Streamlining HRMS data interpretation for wastewater impact on water quality

Significance of the Topic

High-resolution mass spectrometry (HRMS) has become indispensable for detecting trace levels of emerging contaminants in surface waters. Pharmaceuticals, personal care products, pesticides and their metabolites frequently enter rivers via treated wastewater. Their complex mixtures and unknown degradation products pose challenges for environmental monitoring and risk assessment.

Objectives and Study Overview

This study aimed to develop a robust non-targeted workflow combining data-independent and data-dependent HRMS acquisition with statistical analysis to identify unknown contaminants along the Big Thompson River. Over a five-year period, 58 samples were collected at six locations ranging from pristine mountain streams to sites downstream of an urban wastewater treatment plant.

Methodology

The analytical protocol included:

• Collection of 1 L river water, spiking 125 mL aliquots with carbamazepine-d10 (80 ng/L) as internal standard
• Automated solid-phase extraction on Oasis HLB cartridges using a Gilson GX-271 ASPEC system
• Elution with methanol, nitrogen drying to 0.5 mL, and injection of 20 µL into LC/Q-TOF
• Reverse-phase chromatography coupled to positive-mode electrospray HRMS
• Data-independent All Ions MS/MS and iterative data-dependent MS/MS acquisition

Instrumentation Used

The workflow employed:

• Agilent 1290 Infinity II liquid chromatograph
• Agilent 6546 Q-TOF mass spectrometer
• Gilson GX-271 ASPEC automated SPE system

Main Results and Discussion

Data preprocessing with LOESS normalization enabled integration of multiple acquisition batches. Out of 6 745 extracted features, 6 036 were consistently observed in pooled quality controls. One-way ANOVA highlighted 1 705 statistically significant compounds (p≤0.05) relative to the upstream control. Filtering for ≥10-fold changes downstream yielded 275 features, of which 29 matched authentic standards of known pharmaceuticals, pesticides or metabolites. Eight additional compounds were putatively identified through spectral library matching, and roughly 20% of the remaining features had MS/MS spectra suggesting plausible structures pending further confirmation. An illustrative example was lidocaine, which appeared after the wastewater outfall and gradually decreased downstream.

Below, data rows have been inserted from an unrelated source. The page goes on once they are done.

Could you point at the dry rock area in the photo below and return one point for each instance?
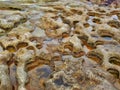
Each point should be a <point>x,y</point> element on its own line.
<point>60,45</point>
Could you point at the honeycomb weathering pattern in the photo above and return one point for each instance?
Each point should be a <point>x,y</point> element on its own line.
<point>62,45</point>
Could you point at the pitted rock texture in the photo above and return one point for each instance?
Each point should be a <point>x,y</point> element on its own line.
<point>62,45</point>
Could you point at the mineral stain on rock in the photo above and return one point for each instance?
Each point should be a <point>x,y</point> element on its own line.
<point>60,45</point>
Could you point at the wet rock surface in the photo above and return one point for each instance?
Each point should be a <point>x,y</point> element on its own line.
<point>60,45</point>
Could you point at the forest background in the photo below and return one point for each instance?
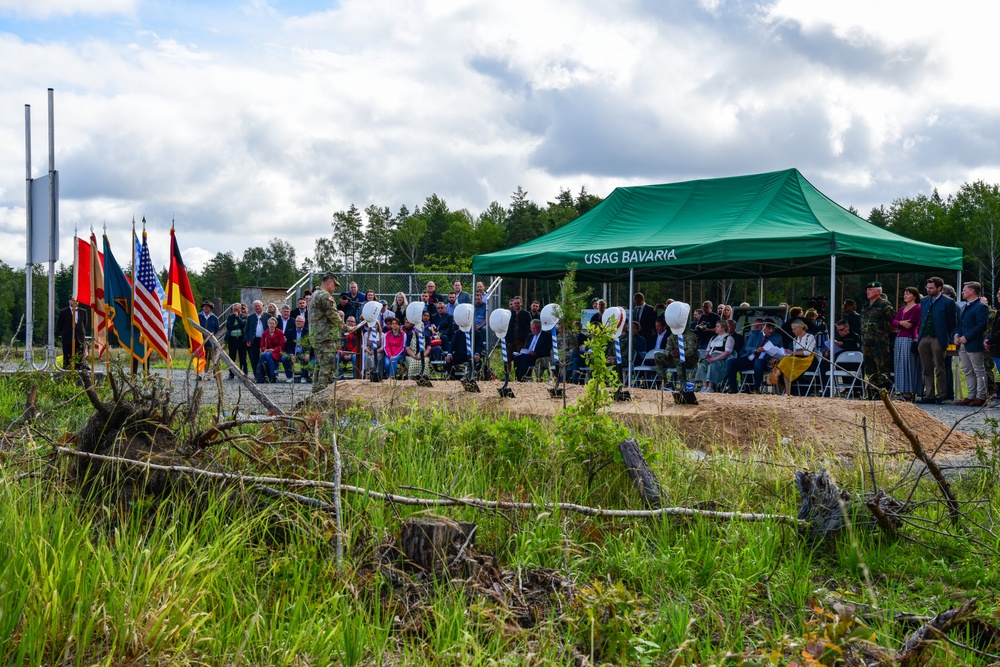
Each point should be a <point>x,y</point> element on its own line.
<point>432,238</point>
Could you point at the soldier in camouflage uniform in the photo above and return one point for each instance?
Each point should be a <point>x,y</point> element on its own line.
<point>876,324</point>
<point>325,325</point>
<point>668,356</point>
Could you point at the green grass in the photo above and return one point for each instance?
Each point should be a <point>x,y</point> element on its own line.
<point>178,583</point>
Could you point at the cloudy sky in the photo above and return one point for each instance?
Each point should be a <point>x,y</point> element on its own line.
<point>245,120</point>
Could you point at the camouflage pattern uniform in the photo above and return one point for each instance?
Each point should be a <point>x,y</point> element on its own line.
<point>325,325</point>
<point>665,359</point>
<point>876,323</point>
<point>989,361</point>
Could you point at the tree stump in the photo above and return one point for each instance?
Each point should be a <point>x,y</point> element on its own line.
<point>431,544</point>
<point>822,503</point>
<point>642,475</point>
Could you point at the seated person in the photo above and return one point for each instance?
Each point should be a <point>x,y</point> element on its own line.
<point>576,364</point>
<point>638,347</point>
<point>537,348</point>
<point>670,355</point>
<point>798,358</point>
<point>458,352</point>
<point>297,348</point>
<point>272,348</point>
<point>712,369</point>
<point>348,352</point>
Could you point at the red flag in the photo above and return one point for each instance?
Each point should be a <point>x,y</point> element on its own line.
<point>96,303</point>
<point>180,300</point>
<point>81,270</point>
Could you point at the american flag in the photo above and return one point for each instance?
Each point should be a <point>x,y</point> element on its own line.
<point>148,313</point>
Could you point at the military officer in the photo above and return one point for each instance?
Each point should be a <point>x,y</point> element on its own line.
<point>876,324</point>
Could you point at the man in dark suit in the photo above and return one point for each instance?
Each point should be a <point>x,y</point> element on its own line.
<point>72,326</point>
<point>938,319</point>
<point>969,337</point>
<point>644,314</point>
<point>538,346</point>
<point>256,326</point>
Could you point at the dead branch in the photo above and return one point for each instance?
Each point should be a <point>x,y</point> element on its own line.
<point>477,503</point>
<point>244,380</point>
<point>950,499</point>
<point>931,631</point>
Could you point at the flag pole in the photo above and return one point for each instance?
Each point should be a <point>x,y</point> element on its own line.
<point>93,314</point>
<point>107,348</point>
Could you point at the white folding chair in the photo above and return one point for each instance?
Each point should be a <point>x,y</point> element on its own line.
<point>841,376</point>
<point>645,373</point>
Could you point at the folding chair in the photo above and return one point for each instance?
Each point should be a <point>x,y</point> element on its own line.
<point>840,376</point>
<point>645,374</point>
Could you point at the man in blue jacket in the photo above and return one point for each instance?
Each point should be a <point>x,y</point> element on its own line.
<point>969,339</point>
<point>938,320</point>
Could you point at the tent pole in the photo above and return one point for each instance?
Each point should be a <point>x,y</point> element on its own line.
<point>832,317</point>
<point>472,334</point>
<point>631,285</point>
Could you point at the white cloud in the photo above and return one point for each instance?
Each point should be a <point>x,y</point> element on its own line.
<point>49,8</point>
<point>245,125</point>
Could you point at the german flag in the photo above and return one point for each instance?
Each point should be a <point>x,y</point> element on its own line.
<point>180,300</point>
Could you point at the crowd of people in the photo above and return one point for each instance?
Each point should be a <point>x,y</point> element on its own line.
<point>907,349</point>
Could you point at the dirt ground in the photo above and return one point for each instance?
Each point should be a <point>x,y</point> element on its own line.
<point>733,421</point>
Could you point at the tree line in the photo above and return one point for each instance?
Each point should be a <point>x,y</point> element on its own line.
<point>434,238</point>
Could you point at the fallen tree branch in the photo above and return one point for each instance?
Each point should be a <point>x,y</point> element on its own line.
<point>950,499</point>
<point>931,631</point>
<point>234,368</point>
<point>442,502</point>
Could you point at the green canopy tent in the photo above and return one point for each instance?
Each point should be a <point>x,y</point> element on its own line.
<point>775,224</point>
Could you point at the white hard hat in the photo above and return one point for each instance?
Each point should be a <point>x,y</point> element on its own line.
<point>370,311</point>
<point>550,316</point>
<point>464,316</point>
<point>499,321</point>
<point>414,313</point>
<point>618,315</point>
<point>676,317</point>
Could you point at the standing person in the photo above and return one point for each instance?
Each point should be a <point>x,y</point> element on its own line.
<point>72,327</point>
<point>969,337</point>
<point>876,326</point>
<point>644,314</point>
<point>398,307</point>
<point>208,321</point>
<point>461,296</point>
<point>301,308</point>
<point>235,324</point>
<point>254,331</point>
<point>938,319</point>
<point>992,343</point>
<point>395,341</point>
<point>325,327</point>
<point>354,293</point>
<point>907,326</point>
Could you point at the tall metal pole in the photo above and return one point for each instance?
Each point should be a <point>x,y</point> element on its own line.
<point>631,292</point>
<point>28,266</point>
<point>831,320</point>
<point>50,354</point>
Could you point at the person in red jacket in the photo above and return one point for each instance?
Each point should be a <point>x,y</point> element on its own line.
<point>272,352</point>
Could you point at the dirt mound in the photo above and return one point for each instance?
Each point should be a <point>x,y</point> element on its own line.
<point>730,421</point>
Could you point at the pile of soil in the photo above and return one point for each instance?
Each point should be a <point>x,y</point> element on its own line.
<point>740,422</point>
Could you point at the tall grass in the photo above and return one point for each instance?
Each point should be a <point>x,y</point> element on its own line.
<point>192,583</point>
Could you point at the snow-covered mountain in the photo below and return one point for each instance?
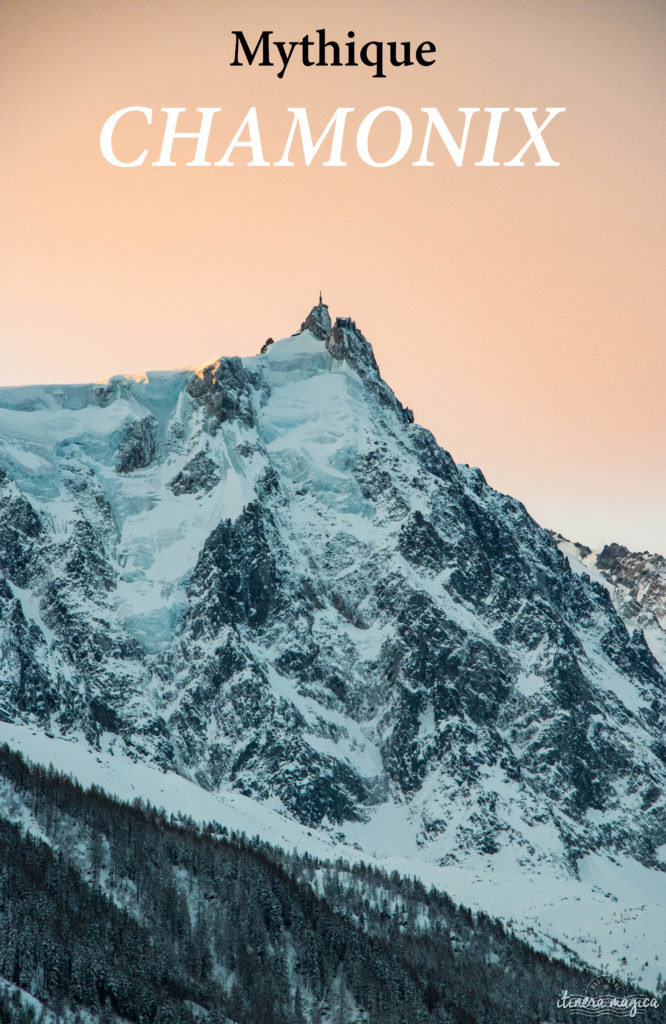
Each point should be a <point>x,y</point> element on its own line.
<point>265,577</point>
<point>636,583</point>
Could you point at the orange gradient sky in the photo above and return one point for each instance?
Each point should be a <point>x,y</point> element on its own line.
<point>517,310</point>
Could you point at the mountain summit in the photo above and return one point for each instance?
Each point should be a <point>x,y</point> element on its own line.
<point>263,574</point>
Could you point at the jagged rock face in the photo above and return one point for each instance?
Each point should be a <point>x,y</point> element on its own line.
<point>636,583</point>
<point>301,595</point>
<point>136,451</point>
<point>641,573</point>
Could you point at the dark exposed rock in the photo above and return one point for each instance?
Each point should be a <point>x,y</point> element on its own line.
<point>136,451</point>
<point>318,322</point>
<point>224,390</point>
<point>201,473</point>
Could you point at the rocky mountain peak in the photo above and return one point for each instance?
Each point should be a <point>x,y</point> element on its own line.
<point>318,321</point>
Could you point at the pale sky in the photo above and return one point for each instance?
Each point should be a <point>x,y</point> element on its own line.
<point>517,310</point>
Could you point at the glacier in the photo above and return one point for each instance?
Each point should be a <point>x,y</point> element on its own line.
<point>263,578</point>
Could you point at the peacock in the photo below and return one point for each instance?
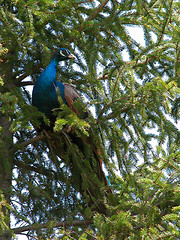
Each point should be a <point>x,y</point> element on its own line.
<point>86,158</point>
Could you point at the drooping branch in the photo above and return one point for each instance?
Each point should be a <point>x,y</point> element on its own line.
<point>54,225</point>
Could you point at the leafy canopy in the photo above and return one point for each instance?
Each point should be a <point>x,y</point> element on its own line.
<point>135,103</point>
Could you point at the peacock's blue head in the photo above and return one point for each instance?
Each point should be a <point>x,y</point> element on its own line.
<point>63,54</point>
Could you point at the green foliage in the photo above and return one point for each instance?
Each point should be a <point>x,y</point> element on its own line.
<point>135,101</point>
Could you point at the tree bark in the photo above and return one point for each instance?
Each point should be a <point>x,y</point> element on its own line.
<point>6,161</point>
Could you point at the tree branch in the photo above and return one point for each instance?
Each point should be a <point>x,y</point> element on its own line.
<point>32,140</point>
<point>54,225</point>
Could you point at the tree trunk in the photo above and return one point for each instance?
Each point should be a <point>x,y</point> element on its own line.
<point>6,161</point>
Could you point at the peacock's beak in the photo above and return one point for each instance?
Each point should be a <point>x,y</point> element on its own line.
<point>71,56</point>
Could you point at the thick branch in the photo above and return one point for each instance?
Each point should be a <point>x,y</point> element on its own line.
<point>38,169</point>
<point>54,225</point>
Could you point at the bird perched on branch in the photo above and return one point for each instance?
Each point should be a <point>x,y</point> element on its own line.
<point>84,152</point>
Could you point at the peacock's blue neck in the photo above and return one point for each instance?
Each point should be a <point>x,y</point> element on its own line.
<point>48,76</point>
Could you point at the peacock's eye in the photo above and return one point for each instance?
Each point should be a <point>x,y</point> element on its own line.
<point>63,52</point>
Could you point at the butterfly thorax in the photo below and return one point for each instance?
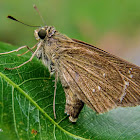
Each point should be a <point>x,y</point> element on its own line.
<point>50,41</point>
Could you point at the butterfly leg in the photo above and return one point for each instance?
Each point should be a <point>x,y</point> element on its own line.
<point>73,105</point>
<point>22,47</point>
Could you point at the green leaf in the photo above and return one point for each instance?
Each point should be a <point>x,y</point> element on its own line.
<point>26,107</point>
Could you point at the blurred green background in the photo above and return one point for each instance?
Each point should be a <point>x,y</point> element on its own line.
<point>113,25</point>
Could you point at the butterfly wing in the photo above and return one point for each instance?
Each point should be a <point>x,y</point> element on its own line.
<point>99,79</point>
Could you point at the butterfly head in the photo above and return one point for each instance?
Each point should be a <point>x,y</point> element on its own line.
<point>44,32</point>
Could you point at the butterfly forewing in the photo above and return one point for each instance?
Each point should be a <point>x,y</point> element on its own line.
<point>103,81</point>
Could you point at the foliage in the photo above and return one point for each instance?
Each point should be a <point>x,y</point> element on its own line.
<point>26,97</point>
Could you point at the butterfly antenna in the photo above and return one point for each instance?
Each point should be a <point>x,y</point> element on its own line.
<point>35,7</point>
<point>11,17</point>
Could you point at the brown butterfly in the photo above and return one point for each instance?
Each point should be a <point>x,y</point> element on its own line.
<point>88,74</point>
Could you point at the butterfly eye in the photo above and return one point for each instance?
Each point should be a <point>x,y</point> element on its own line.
<point>42,34</point>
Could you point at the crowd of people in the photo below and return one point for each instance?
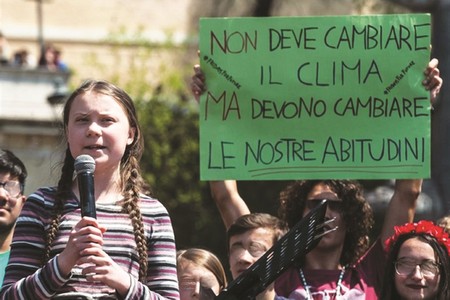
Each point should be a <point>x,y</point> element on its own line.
<point>129,252</point>
<point>50,57</point>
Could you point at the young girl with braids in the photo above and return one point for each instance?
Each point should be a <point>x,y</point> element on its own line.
<point>128,252</point>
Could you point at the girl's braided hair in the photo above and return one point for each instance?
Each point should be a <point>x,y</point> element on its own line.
<point>132,183</point>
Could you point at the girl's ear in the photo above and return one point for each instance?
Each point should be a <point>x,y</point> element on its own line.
<point>131,135</point>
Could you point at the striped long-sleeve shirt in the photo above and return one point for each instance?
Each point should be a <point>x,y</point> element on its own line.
<point>26,277</point>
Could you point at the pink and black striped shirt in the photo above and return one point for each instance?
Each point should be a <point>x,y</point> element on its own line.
<point>26,277</point>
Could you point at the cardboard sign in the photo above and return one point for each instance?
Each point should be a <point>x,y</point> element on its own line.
<point>315,97</point>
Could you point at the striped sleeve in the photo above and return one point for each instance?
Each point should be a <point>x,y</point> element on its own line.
<point>25,277</point>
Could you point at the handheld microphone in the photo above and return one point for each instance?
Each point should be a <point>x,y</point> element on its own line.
<point>84,166</point>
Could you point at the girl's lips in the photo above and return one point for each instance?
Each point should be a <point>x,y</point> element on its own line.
<point>416,286</point>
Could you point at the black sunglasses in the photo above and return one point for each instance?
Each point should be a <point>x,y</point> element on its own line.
<point>334,205</point>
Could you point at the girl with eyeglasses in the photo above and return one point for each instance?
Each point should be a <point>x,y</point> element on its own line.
<point>418,264</point>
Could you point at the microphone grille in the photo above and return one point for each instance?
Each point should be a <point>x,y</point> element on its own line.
<point>84,163</point>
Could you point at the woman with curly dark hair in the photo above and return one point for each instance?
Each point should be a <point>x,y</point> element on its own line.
<point>342,265</point>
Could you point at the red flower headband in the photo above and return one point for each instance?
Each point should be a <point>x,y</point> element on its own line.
<point>423,226</point>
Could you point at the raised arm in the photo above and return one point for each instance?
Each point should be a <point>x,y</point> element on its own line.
<point>402,207</point>
<point>230,204</point>
<point>433,81</point>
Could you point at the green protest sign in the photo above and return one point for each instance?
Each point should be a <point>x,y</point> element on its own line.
<point>315,97</point>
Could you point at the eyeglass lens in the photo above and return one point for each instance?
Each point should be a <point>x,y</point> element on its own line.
<point>334,205</point>
<point>427,268</point>
<point>11,187</point>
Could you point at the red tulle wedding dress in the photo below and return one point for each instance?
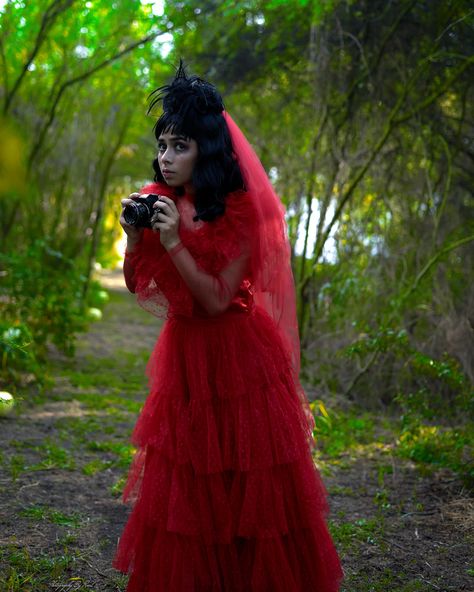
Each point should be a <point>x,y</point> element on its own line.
<point>224,490</point>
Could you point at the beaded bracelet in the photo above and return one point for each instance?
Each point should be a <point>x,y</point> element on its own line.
<point>176,249</point>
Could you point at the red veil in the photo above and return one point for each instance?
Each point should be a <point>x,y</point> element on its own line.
<point>270,251</point>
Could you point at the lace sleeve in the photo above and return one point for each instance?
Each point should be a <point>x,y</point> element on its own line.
<point>213,292</point>
<point>128,272</point>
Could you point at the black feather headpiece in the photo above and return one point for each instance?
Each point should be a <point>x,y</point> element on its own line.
<point>187,97</point>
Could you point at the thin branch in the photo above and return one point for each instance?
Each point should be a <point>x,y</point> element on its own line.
<point>75,80</point>
<point>48,20</point>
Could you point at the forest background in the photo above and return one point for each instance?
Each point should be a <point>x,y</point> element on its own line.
<point>362,113</point>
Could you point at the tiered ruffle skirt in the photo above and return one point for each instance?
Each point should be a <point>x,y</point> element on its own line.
<point>225,493</point>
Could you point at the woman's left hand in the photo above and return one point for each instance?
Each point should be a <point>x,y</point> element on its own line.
<point>165,220</point>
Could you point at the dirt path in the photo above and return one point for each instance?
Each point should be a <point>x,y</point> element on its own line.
<point>398,529</point>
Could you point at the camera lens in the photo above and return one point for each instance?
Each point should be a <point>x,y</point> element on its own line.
<point>133,212</point>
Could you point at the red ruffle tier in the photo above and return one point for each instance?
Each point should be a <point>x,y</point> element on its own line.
<point>226,495</point>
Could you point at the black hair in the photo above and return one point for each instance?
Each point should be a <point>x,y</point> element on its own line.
<point>194,109</point>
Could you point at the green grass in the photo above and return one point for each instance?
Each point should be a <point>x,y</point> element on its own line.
<point>349,534</point>
<point>45,513</point>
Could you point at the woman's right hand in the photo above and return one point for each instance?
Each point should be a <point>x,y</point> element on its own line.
<point>133,233</point>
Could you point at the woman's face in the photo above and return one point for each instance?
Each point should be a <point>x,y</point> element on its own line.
<point>177,156</point>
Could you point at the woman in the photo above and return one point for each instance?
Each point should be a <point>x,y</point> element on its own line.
<point>226,495</point>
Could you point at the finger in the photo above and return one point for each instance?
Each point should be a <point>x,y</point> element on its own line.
<point>164,201</point>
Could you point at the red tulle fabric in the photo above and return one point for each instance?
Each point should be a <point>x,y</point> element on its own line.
<point>224,490</point>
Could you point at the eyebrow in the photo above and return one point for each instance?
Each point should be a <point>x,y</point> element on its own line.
<point>174,138</point>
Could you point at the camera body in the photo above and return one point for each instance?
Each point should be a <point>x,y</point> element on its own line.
<point>140,211</point>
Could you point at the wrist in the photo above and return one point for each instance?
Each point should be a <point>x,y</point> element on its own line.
<point>174,247</point>
<point>131,245</point>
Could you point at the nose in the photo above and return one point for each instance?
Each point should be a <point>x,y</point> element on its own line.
<point>166,156</point>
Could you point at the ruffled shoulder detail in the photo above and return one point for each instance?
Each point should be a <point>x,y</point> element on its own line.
<point>216,244</point>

Benefits and Practical Applications

This integrated HRMS approach offers:

• Rapid screening of thousands of unknowns in a single run
• Robust multi-batch comparison using LOESS normalization
• Increased confidence via combined All Ions and iterative MS/MS acquisition
• Targeted prioritization of contaminants based on statistical significance and fold change

Future Trends and Opportunities

Advances in spectral library curation, machine learning-driven feature annotation and real-time data processing will further enhance non-targeted workflows. Expanding databases of environmental transformation products and integrating ion mobility separation promise deeper insight into complex mixtures and faster identification of emerging threats.

Conclusion

The combination of complementary HRMS acquisition modes and a structured statistical pipeline enables effective discovery and identification of emerging contaminants in surface waters. This workflow supports environmental monitoring, regulatory compliance and risk assessment by focusing on compounds of highest concern.

Reference

• Thurman EM, Ferrer I, Pyke JS. Streamlining HRMS data interpretation for wastewater impact on water quality. ASMS 2023 Th090.